With a baby on the way, I feel really unequipped to handle any kind of “bible stuff” in regards to my child. *I* don’t know what *I* believe, how am I supposed to pass it on?
The other thing is, I keep thinking that I don’t want to do what my dad did and just indoctrinate my children that This Is The Way, and when they get older, they won’t know WHY they believe This Is The Way. I don’t want to make up their minds for them, I want them to…but at the same time, is that what I’m supposed to do?
I don’t really consider myself a christian right now. More like a Deist/Theist (not sure of the difference). I believe in love, equality, and liberty. None of which, as far as I can see, contradict anything Jesus said anyway. Is that enough? Is it enough for now?
We were talking about the things we grew up with…Psalty (me) and The Donut Man (Scottie), and do we want our kids growing up with the same songs and stories, or what? A couple of The Donut Man songs he told me about were triggering to me: “Obey your parents and you’ll be happy” was the gist of one of them. I know we’re talking about little kids here, but I’m afraid I won’t know what to do and I’ll make my kids obey no matter what. I mean, it is easier in some respects for the parent, but I don’t want to be like that.
Is it possible to have kids who are obedient when they need to be, without being robots?
Sometimes I get irritated when my inlaws tell my littlest siblings-in-law to go to bed and an hour later they’re still up (or have been up and down). I’m not used to that. It makes me wonder if I should be more relaxed about things. I mean, I wouldn’t spank one of my kids for being out of bed when I told them to go to bed (like my parents would), but where is the line? Where do you put your foot down and where don’t you?
Sometimes I feel so unequipped. I know all about how to spank a child into obedience.
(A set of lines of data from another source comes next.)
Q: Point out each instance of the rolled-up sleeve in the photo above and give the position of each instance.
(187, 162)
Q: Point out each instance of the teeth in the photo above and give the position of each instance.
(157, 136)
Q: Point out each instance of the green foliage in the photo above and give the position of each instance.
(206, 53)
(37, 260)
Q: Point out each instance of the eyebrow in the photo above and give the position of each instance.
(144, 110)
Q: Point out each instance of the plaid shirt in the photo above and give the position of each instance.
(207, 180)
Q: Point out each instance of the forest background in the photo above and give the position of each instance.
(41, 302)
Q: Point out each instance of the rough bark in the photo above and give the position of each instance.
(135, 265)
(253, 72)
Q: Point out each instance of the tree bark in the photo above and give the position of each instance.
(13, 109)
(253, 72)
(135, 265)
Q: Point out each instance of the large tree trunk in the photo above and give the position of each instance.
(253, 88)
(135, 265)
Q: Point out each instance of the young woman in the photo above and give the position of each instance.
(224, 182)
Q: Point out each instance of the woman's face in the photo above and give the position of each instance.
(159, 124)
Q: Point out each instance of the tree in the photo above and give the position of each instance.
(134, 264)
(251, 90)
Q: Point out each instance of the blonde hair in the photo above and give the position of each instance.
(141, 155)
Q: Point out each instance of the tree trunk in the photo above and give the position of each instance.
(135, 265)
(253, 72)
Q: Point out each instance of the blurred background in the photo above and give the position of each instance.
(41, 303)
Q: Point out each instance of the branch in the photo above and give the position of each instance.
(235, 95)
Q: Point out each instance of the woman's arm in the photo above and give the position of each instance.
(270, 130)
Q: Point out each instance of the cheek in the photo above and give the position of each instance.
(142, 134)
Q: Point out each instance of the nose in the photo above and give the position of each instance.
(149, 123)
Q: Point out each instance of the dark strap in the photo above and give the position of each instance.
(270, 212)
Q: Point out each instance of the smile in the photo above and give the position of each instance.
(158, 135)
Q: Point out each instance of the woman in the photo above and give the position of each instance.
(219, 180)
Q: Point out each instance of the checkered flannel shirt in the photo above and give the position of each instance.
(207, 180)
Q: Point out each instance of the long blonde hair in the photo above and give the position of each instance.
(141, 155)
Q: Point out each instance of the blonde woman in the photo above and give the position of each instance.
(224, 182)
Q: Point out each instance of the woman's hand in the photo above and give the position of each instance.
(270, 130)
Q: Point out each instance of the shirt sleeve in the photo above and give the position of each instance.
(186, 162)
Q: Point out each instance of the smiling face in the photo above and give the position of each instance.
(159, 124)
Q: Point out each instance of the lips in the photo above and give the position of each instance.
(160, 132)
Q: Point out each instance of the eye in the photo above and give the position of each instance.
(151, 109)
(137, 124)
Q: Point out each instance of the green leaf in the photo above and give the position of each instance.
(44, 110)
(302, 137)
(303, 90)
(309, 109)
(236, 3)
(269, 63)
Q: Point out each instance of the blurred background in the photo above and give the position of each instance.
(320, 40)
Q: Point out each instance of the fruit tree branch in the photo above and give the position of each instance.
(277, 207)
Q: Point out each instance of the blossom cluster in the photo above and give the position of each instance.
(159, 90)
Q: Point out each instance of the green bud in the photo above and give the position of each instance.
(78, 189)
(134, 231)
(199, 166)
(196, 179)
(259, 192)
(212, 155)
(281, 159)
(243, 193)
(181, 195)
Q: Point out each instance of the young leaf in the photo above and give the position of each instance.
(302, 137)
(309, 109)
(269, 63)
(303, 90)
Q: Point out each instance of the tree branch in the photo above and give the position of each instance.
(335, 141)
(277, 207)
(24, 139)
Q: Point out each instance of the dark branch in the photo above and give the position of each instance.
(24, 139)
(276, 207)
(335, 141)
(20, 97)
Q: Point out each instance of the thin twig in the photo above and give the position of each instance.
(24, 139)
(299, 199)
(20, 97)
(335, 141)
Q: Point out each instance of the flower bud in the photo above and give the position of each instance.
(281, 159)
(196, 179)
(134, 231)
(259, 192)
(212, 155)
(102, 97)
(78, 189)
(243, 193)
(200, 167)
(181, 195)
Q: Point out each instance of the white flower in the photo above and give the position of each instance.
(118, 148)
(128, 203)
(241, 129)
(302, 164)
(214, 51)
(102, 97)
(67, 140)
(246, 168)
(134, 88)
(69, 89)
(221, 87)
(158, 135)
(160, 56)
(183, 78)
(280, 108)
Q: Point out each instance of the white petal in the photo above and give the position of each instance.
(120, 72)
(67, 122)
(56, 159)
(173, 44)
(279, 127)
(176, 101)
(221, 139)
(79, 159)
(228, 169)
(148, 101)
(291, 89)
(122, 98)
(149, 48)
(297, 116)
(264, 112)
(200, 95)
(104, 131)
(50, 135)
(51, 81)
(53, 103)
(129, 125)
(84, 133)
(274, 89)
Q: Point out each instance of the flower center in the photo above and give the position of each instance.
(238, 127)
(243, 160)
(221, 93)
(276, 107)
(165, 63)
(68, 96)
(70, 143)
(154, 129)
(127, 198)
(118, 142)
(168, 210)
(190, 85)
And I’ve been conditioned and brainwashed and taught to just do whatever my husband says, so being able to think for myself really has me feel like I’m floundering sometimes. This is also why I wanted to wait to have kids…so I could be a bit more grounded in what I know and believe and stuff. (Unfortunately, accidents happen…haha)
I’ve also been thinking about how much I feel like a teenager all over again…in my thoughts at least. My dad was always proud of the fact that we had made it through our teen years without really questioning or “rebelling” or anything. Right now, it just kind of disgusts me. The more I think about it, the more I think that’s actually necessary and healthy, because then by the time you’re my age, you’re grounded in what you think and believe. I’m twenty-four, for crying out loud! I’m in my mid-twenties. I’m too young for a midlife crisis and too old for “teenage rebellion”.
It just makes me mad all over again at my dad.
I’m just glad I seem to have gotten a double dose of common sense. lol
I don’t want to spank, either. Not unless it’s absolutely necessary. I don’t want my kids to grow up to fear me and my spanking instrument. I want my kids to love me, to want to talk to me. I want them to have a real childhood. But I don’t want to spoil them either. How do you do this?!?